Most of the society’s tenants — a majority are still seniors on fixed incomes — earn less than $30,000 a year. With its changed mandate, the society moved into family housing and is starting to help younger single people on limited incomes. The latter can benefit from lots of programs and dollars for skills training and job finding, but once they’re working, there isn’t anywhere affordable to live, says GVHS executive director Kaye Melliship.

The last new building the GVHS put up was the 39-unit Grafton Lodge in Esquimalt in 2004. Last year, it bought Forest Heights, a 19-suite block on Quadra Street. The GVHS has two projects on the go in partnership with private developers. Knappet Construction plans a mixed residential-retail building in a former Rock Bay metal-working shop. Knappet will build conventional commercial space on the ground floor and “we’ll own the top two floors as one strata,” says Melliship. The second project is on the Gorge at the former Capri Motel property with RealHomes Development Co.

Fundraising will be a new activity at GVHS, as senior government funds for low-income social housing have shrunk. Batey chairs the committee and he has a $3-million annual target. “We could build a building a year,” adds Melliship. GVHS has a new manager of revenue development, Craig Vanni, formerly at the B.C. Cancer Society.

Suburban offices

The big Class A office buildings downtown get all the attention, but small is also beautiful. A new four-storey office block planned for Shelbourne Street across from University Heights mall is filling up, and the 5,000-square-foot floor plates are one reason. That size is easier to lease than the bigger downtown towers with three or four times as much space per floor, says Anne Tanner of DTZ Barnicke. She and Ross Marshall are leasing the four floors. Negotiations are well along with a restaurant group for the ground floor.

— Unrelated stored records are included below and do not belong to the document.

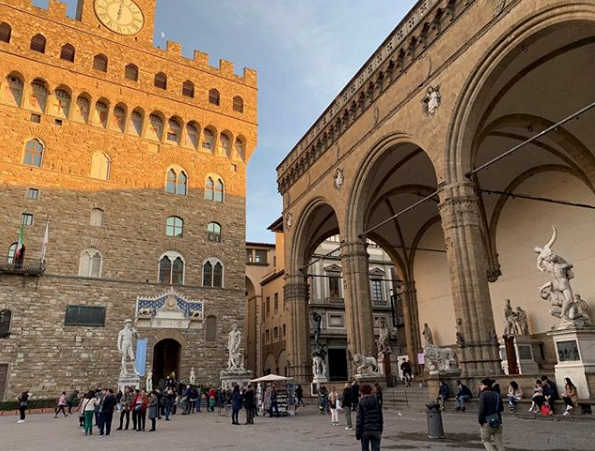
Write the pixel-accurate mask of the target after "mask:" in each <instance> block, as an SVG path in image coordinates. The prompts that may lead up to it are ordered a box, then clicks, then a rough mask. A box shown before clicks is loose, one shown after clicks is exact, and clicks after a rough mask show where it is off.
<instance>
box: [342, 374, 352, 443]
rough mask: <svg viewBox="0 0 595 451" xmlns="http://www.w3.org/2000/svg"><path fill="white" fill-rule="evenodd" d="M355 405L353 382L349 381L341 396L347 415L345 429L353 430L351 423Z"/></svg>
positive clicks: (351, 430)
mask: <svg viewBox="0 0 595 451" xmlns="http://www.w3.org/2000/svg"><path fill="white" fill-rule="evenodd" d="M352 405H353V401H352V393H351V384H350V383H349V382H347V383H346V384H345V387H344V388H343V395H342V397H341V407H343V414H344V415H345V430H346V431H352V430H353V425H352V423H351V407H352Z"/></svg>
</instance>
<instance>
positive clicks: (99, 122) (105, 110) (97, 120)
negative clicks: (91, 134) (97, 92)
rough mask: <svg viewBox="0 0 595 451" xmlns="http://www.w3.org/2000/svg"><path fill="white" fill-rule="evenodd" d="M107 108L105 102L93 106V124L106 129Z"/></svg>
mask: <svg viewBox="0 0 595 451" xmlns="http://www.w3.org/2000/svg"><path fill="white" fill-rule="evenodd" d="M108 113H109V107H108V105H107V103H106V102H97V103H96V104H95V124H96V125H99V126H100V127H103V128H107V118H108Z"/></svg>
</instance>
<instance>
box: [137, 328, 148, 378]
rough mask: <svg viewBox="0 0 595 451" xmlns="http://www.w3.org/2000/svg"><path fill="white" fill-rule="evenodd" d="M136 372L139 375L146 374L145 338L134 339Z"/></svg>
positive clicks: (142, 375)
mask: <svg viewBox="0 0 595 451" xmlns="http://www.w3.org/2000/svg"><path fill="white" fill-rule="evenodd" d="M136 372H137V373H138V375H139V376H141V377H144V376H146V372H147V339H146V338H143V339H141V340H136Z"/></svg>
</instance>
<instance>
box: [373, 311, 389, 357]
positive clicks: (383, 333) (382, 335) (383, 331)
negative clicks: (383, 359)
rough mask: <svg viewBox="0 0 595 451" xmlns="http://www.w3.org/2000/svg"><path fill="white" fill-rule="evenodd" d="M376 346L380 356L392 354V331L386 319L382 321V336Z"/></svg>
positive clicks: (380, 324) (383, 318)
mask: <svg viewBox="0 0 595 451" xmlns="http://www.w3.org/2000/svg"><path fill="white" fill-rule="evenodd" d="M376 346H377V347H378V355H380V354H385V355H386V354H391V353H392V351H391V349H390V329H389V328H388V327H387V326H386V320H385V319H384V318H381V319H380V334H379V336H378V341H377V342H376Z"/></svg>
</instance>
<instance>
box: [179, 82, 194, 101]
mask: <svg viewBox="0 0 595 451" xmlns="http://www.w3.org/2000/svg"><path fill="white" fill-rule="evenodd" d="M182 95H183V96H184V97H192V98H194V83H192V82H191V81H190V80H186V81H185V82H184V84H183V85H182Z"/></svg>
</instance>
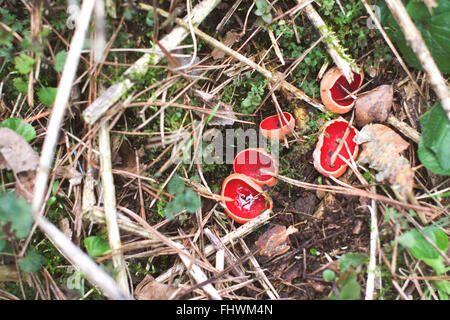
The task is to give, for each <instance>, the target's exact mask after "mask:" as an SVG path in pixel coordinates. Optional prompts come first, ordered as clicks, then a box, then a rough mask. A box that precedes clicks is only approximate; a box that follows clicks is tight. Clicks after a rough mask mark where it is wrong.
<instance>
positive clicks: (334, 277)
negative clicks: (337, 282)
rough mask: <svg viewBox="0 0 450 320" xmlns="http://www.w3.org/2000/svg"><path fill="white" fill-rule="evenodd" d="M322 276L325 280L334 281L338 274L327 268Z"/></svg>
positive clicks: (326, 280)
mask: <svg viewBox="0 0 450 320" xmlns="http://www.w3.org/2000/svg"><path fill="white" fill-rule="evenodd" d="M322 278H323V280H325V281H329V282H330V281H333V280H334V279H335V278H336V274H335V273H334V271H333V270H330V269H326V270H324V271H323V272H322Z"/></svg>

A Toronto-based national organization wants a full floor upstairs and there’s interest from the Saanich “dental community.”
The suburban location next to Tuscany Village shopping centre is a lure for some tenants. “People don’t have to come downtown anymore,” says Marshall. Praxis Architects designed the building for Gordon Head Properties Ltd., owned by Edward Park, who has Ivory Academy English-language school downtown. The $10-million building is expected to open late next year.